Just a little bit. Everything in Kristoph’s cell is — off. Phoenix himself is off, wearing his old blue suit for one last hurrah. He’s not sure why he put it on. He supposes he wants to feel like he can be that person again. He supposes he wants to tell Kristoph, without fumbling for the words he always misplaces when he’s around him, that he can be that person again. He’s not sure if Kristoph will believe it.

Still, though. Kristoph pauses halfway through putting trinkets in a box neatly labelled for — Phoenix squints, then regrets it — Klavier. He looks small. No less well groomed than he was, that first day Phoenix had met him, but small. Circumscribed by the emptying shelves around him, by the quiet calm he has as he sits.

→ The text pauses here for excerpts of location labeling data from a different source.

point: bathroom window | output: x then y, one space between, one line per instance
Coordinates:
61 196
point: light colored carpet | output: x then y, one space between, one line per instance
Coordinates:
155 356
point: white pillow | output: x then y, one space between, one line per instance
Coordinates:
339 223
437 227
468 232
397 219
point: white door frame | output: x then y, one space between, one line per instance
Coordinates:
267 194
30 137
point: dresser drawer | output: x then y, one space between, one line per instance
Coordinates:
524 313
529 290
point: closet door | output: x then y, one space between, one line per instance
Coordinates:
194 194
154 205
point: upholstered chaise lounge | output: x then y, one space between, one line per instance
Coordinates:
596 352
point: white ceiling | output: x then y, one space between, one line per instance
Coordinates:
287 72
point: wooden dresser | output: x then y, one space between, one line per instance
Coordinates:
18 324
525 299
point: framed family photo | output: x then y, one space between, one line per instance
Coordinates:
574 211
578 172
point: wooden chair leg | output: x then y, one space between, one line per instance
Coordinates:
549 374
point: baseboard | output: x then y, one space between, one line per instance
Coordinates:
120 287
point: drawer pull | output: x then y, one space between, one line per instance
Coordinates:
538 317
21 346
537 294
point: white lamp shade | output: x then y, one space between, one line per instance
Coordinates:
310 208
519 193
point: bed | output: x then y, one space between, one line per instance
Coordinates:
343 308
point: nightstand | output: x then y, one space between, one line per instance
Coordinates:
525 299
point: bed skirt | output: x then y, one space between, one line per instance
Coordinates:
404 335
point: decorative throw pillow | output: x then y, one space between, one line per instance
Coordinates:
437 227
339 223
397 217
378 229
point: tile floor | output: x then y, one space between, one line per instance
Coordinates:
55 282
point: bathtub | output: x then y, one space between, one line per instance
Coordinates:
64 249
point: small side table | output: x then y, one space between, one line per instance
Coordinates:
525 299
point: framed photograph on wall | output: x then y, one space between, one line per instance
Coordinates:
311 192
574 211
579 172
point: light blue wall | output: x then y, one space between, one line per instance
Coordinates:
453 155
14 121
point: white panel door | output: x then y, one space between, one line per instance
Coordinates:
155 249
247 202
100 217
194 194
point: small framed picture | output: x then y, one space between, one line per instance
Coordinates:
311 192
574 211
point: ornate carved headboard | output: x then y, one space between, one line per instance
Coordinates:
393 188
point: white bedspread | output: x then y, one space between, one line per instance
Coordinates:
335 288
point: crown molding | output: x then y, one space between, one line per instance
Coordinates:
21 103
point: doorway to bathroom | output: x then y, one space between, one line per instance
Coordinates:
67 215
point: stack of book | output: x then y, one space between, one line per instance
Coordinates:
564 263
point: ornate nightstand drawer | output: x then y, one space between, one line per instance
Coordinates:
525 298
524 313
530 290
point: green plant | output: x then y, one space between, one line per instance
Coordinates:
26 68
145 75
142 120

“I hoped you’d come,” Kristoph says.

Four words, and already Phoenix is ready to swing at shadows again. Pick apart his meaning. But Kristoph sits, and his hands are empty and neatly folded in his lap, and he smiles at Phoenix, and:

“I never loved you.” Phoenix says it, and suddenly it’s true. It’s important, in some desperate way. The ace up his sleeve, no blood this time, four words in turn. He never loved him. Kristoph never had him fully under his control, not really.

“Didn’t you?”

“No,” Phoenix says, and believes it.

“I see.” Kristoph unlaces his fingers, then laces them the other way, the other thumb on top. He doesn’t look at Phoenix as he does it. “I did. Love you, that is.”


Phoenix buckles himself into the passenger seat of Edgeworth’s rental car and suddenly — here of all places, a sunny Paris morning, so far away from anyone who would know what’s been done to him — he has to put his head between his knees and force breath into his body, one heaving inhale at a time.

“Wright?” Edgeworth’s hand skims his knee, then hovers, a smear at the periphery of his vision.

“I don’t know why he hasn’t killed me,” Phoenix says, apropos of nothing. He hadn’t quite put this together before now, though the pieces were there. The capacity for murder, the knowledge, the stomach for it. The hands he’s had in his hair. “He’s certainly had the chance.”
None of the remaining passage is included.